2 is a sectional view taken along the line AA 'in FIG. 1, 5 is a conductor, 8 is sapphire, 9 is n-type silicon, 10 is p ^- type silicon, 11 is p-type silicon, and 12 is oxidized. Silicon, 13 is silicon nitride, 14 is an oxygen immobilization film, and 15 is an albumin film. By using a film on which glucose oxidase is immobilized as the oxygen immobilization film 14 and measuring the difference between the outputs of the above two ISFETs, the glucose (glucose) concentration in the liquid to be measured can be measured.
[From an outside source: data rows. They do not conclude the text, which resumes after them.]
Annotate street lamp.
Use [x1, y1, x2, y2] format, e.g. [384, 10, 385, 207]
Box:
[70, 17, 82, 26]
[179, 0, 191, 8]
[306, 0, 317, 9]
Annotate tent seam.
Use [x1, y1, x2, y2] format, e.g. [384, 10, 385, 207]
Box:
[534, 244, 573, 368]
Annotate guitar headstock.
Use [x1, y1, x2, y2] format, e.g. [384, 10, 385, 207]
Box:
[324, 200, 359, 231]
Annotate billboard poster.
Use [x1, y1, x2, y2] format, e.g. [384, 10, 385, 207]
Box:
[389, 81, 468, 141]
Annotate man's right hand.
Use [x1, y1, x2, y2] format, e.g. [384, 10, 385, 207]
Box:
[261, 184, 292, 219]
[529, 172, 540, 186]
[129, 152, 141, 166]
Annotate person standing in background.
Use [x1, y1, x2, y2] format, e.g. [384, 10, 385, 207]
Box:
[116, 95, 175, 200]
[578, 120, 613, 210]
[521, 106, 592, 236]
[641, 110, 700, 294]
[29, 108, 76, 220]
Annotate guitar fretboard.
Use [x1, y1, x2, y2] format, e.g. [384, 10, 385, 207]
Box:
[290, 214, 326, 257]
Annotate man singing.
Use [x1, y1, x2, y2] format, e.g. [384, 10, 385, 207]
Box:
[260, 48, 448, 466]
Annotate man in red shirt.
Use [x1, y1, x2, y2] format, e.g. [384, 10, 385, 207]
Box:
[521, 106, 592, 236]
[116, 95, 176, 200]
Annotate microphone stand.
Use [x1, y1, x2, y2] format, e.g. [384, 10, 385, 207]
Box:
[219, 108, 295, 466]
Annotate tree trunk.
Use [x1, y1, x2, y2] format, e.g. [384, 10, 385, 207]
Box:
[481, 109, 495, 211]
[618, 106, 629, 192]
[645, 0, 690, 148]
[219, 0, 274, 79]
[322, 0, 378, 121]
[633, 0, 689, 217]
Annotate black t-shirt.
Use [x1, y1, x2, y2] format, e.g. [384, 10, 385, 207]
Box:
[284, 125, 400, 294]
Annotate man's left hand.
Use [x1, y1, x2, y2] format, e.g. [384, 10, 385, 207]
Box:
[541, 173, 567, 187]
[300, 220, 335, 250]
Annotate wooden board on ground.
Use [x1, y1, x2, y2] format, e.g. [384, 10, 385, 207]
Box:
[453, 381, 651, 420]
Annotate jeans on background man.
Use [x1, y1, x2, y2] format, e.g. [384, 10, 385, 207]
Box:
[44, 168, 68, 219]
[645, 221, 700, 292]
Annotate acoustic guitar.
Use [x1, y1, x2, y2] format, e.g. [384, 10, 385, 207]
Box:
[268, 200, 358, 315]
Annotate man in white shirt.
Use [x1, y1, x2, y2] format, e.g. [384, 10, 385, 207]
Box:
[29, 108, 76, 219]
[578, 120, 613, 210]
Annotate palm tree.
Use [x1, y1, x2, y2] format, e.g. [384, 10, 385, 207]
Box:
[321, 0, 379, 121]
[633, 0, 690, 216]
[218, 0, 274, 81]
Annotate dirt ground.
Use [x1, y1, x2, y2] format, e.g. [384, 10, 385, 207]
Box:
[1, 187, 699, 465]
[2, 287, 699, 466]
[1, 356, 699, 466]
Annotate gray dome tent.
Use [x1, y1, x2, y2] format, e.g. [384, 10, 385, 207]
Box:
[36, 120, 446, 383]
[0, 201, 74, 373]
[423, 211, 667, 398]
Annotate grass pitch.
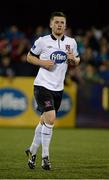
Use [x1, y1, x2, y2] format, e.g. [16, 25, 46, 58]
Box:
[0, 127, 109, 179]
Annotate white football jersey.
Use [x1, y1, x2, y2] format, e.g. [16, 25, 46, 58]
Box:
[30, 34, 79, 91]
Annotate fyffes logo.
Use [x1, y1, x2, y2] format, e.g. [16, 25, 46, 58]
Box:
[57, 92, 72, 118]
[0, 88, 28, 117]
[50, 51, 67, 63]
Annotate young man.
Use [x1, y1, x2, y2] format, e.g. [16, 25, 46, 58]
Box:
[25, 11, 80, 170]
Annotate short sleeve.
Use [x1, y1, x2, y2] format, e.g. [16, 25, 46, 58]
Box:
[30, 37, 43, 55]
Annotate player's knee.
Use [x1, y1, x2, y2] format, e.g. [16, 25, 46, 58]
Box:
[47, 113, 55, 125]
[49, 118, 55, 125]
[44, 110, 56, 125]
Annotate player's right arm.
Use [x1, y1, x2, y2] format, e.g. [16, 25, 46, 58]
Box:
[27, 37, 54, 70]
[27, 52, 54, 70]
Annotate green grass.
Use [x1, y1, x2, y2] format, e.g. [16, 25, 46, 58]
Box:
[0, 127, 109, 179]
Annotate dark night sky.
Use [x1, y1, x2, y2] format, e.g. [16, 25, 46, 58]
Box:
[0, 0, 108, 30]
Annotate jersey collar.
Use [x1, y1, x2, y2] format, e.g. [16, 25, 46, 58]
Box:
[51, 34, 65, 41]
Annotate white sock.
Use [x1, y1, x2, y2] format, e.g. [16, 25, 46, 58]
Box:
[30, 122, 42, 155]
[41, 123, 53, 158]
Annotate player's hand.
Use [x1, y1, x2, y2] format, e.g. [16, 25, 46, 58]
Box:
[42, 60, 55, 70]
[67, 50, 76, 63]
[67, 50, 80, 65]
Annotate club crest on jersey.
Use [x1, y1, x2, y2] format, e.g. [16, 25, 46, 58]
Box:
[65, 45, 70, 51]
[50, 51, 67, 63]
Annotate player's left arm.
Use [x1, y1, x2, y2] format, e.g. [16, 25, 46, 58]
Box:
[67, 51, 80, 65]
[67, 39, 80, 66]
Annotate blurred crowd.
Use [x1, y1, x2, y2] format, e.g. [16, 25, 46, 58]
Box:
[0, 25, 109, 86]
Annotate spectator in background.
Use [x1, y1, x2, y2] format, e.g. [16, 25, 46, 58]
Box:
[0, 56, 15, 78]
[82, 63, 105, 85]
[31, 25, 50, 44]
[0, 34, 11, 57]
[13, 52, 36, 76]
[5, 25, 24, 42]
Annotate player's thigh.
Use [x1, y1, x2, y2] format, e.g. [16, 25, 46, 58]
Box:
[54, 90, 63, 113]
[34, 85, 55, 113]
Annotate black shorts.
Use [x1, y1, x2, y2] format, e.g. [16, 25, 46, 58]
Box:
[34, 85, 63, 114]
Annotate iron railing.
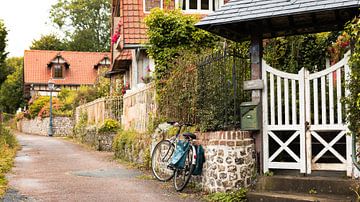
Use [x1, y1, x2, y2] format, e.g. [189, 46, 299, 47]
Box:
[196, 48, 251, 130]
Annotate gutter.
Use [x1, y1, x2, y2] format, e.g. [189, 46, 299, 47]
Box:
[123, 44, 150, 49]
FIG. 3 shows an embodiment of a method for driving a semiconductor sensor of the present invention. In the figure, 5 is a conductor, 16 is ISFET, 17 is a diode, 18 is a liquid to be measured, 19 is a constant current source, 20 is a resistor, 21 is an operational amplifier, 22 is the output 1 of the source follower circuit of the ISFET where the albumin film is formed, 23 is the output 2 of the source follower circuit of the ISFET where the enzyme immobilization film is formed, and 24 is the p when driven by a constant current source. The voltage outputs 3 and 25 between the −n junctions are + power supplies, and 26 is a −power supply.
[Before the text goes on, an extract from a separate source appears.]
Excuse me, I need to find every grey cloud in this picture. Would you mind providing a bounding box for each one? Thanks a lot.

Although the electric potential of the conductor 5 is set to the earth potential in FIG. 3, an appropriate value can be selected if the electric potential is constant. The forward voltage of the diode 17 changes almost linearly with a change in temperature when a constant current is applied. Further, since the surface thereof is covered with the conductor 5, for example, gold and fixed to a constant voltage, the liquid under measurement in the vicinity of the ISFET is not affected by the component change and the potential change of the liquid under measurement 18. Can measure temperature. Further, the conductor 5 also functions as a pseudo reference electrode for fixing the potential of the liquid to be measured 18, and as is well known, by driving the ISFET with a source follower circuit and measuring the difference between the outputs of the two ISFETs. , Solution to be measured 1
It is possible to measure the concentration of a particular component in 8, for example glucose in one example above.

[Effects of the Invention] As described above, according to the present invention, it is possible to accurately measure the temperature of the liquid to be measured in the vicinity of the sensor of the ISFET and to realize a minute semiconductor sensor in which a pseudo reference electrode is integrated. be able to.
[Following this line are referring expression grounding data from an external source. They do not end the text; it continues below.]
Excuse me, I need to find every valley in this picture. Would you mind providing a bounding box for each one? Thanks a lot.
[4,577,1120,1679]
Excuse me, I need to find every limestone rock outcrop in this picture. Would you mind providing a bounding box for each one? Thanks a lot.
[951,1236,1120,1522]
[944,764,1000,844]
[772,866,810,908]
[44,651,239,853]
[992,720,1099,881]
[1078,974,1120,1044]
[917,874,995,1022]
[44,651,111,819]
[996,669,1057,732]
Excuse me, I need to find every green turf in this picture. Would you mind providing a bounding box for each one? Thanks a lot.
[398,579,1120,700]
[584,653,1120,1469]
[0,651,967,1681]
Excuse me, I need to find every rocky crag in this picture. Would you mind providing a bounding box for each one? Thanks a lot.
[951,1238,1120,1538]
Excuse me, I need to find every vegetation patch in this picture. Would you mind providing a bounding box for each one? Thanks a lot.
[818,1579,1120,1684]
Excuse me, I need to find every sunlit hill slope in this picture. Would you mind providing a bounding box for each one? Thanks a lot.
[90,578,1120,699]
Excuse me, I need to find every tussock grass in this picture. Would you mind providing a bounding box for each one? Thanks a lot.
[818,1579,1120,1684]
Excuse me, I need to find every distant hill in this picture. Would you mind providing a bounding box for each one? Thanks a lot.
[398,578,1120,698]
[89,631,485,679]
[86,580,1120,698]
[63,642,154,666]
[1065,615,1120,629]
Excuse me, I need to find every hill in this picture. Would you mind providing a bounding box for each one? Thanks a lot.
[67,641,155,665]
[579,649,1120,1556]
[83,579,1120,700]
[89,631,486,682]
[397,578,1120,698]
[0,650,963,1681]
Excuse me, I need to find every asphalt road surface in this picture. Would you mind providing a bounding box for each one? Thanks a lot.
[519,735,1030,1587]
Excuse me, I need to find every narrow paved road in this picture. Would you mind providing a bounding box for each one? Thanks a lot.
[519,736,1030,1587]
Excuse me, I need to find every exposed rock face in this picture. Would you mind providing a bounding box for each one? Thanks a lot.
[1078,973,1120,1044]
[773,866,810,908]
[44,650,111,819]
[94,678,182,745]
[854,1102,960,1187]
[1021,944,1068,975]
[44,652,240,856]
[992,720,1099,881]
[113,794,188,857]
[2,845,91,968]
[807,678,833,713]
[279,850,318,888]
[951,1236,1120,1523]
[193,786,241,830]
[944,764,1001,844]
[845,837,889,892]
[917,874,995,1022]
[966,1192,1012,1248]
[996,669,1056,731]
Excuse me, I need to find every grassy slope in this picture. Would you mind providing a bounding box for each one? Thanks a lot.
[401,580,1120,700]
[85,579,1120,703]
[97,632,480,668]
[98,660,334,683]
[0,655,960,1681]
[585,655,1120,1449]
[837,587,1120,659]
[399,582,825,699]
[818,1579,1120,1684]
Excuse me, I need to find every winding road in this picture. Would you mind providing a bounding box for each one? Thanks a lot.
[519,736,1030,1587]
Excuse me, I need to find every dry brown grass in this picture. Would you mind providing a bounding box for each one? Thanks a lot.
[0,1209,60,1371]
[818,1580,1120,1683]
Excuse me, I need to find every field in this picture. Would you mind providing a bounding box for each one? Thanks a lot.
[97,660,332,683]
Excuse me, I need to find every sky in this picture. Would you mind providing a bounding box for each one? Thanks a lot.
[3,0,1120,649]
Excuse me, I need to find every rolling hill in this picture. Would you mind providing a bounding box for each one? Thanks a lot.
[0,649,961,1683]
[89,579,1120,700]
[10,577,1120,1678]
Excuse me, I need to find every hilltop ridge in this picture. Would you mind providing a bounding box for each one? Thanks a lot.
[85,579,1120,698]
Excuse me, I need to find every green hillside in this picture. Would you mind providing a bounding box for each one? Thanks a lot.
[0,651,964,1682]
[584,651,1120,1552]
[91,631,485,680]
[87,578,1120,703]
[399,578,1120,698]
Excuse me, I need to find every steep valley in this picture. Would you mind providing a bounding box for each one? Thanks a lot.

[Brief description of drawings]

1 is a plan view of an embodiment of the present invention, FIG. 2 is a sectional view taken along the line AA 'in FIG. 1, and FIG. 3 is a drive circuit diagram of a semiconductor sensor according to the present invention. 1 ... Drain electrode, 2 ... Source electrode 3 ... Anode electrode, 4 ... Cathode electrode 5 ... Conductor, 6 ... Sensor region 7 ... Diode pn junction 8 ... Sapphire, 9 ... … N-type silicon 10 …… p ^- type silicon, 11 …… p-type silicon 12 …… Silicon oxide, 13 …… Silicon nitride 14 …… Enzyme-immobilized membrane, 15 …… Albumin membrane 16 …… ISFET, 17 …… Diode 18 …… Liquid to be measured, 19 …… Constant current source 20 …… Resistance, 21 …… Opamp 22 …… Output 1, 23 …… Output 2 24 …… Output 3, 25 …… ＋ Power supply 26 …… － Power supply

Claims (2)

(57) [Claims] 1. A semiconductor sensor characterized in that an ion-sensitive field effect transistor and a diode are provided on a sensor chip, and at least a surface of a junction portion of the diode is covered with a conductor via an insulator. 2. The junction area between the sensor region of the ion-sensitive field effect transistor and the diode is dipped in a liquid to be measured, and a potential equal to that of one electrode of the diode is applied to a conductor on the surface of the diode, and the conductor is covered. The method for driving a semiconductor sensor according to claim 1, wherein the driving method is used as a pseudo reference electrode for determining the potential of the measurement liquid.